Extreme weather has become the new normal – whether it is precipitation, drought, wind, heat or cold. The question of how the ever-shrinking layer of Arctic sea ice has contributed to any of these changes has led to lively discussions over the past few years. Researchers have suggested that a weakened jet stream driven by disappearing Arctic sea ice could play a major role in extreme winter events, such as the falling polar vortex that hit North America earlier this year. But the idea has not held up well in light of recent evidence.
But now researchers have identified a direct link between extreme winter weather and sea ice loss. The 2018 “Beast of the East” winter storm hit Europe with record-breaking snowfall and low temperatures. And possibly as much as 88 percent of the snowfall comes from increased evaporation from the Barents Sea.
The working hypothesis is that Arctic sea ice serves as a cap for the Arctic waters, limiting evaporation. Less sea ice and warmer Arctic temperatures mean more evaporation, which could possibly explain the increasing severity of winter storms such as the Beast of the East. Until now, it has been difficult to measure direct evidence linking ice loss to extreme European winters, but recent advances in technology make it a little less challenging.
Secrets of the north
The Arctic is one of the world’s most hostile research environments, with temperatures below freezing, 24 hour darkness in winter and, yes, not much soil. To date, much of the direct data in the region has been collected by practical research boats, but these expeditions are expensive and limited in where and when they can be used.
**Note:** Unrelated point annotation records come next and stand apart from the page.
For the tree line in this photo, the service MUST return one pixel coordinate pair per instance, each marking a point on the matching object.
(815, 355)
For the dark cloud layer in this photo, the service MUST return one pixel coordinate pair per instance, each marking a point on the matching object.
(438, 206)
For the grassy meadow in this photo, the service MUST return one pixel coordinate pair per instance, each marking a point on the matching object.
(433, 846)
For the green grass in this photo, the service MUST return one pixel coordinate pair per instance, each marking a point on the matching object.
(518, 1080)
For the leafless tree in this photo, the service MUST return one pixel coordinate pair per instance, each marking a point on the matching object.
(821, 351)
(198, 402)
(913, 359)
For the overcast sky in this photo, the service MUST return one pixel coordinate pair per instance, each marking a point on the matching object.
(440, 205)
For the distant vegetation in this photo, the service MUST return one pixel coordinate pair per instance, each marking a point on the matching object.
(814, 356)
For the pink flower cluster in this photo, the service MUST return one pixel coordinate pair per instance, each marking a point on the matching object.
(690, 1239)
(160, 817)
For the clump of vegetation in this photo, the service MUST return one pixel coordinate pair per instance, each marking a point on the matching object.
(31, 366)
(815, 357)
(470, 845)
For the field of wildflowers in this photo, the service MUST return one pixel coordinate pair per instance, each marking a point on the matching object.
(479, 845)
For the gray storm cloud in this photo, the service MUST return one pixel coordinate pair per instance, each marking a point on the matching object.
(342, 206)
Instead, this latest research used a recent technology – an isotope and gas concentration analyzer – that automatically collects real-time data at the impressive frequency of almost one measurement per second. Although the researchers did not install the instrument in the farthest parts of the Arctic, they added one at a weather station in Pallas-Yllästunturi National Park, northern Finland, just a few hundred kilometers from the Norwegian Sea.
-
The Observatory of the Finnish Meteorological Institute in Pallas-Yllästunturi National Park, Finland. Sampling antennas extending from the roof caught the water vapor coming from the Barents Sea as it moved south to Europe.
K. Mustonen.
-
Hannah Bailey, the lead author of the study, collects snow samples in Finland during the Arctic outbreak event.
Hannah Bailey
-
Eric Klein, co-author, who performs routine maintenance of the Picarro water vapor isotope analyzer (called “R2D2”) in Pallas, Finland.
Hannah Bailey
-
The ice cover, which acts like a lid on the ocean surface, was particularly low in the Barents Sea during 2018.
J. Welker
They installed the instrument in late 2017 and since then they have detected the natural stable isotopes in water vapor (i.e. hydrogen and oxygen). Two of these isotopes, 18O en 2H, has been widely used for the past 70 years for the detection of hydrological processes. Because these isotopes are slightly heavier, they evaporate less likely, creating unique isotope “fingerprints” for phase transitions such as evaporation, cloud formation, rain and snow. This made it possible to trace the origin of storm systems – and the research team put this tool in place just in time for a major storm.
The Beast
Within a few months of the instrument being installed, the team noticed a major isotope peak in March 2018, just as the Beast of the East arrived in Europe. The researchers were able to trace this vapor trail back to unusual amounts of evaporation from the Barents Sea, which was warmer and ice-free than historical norms.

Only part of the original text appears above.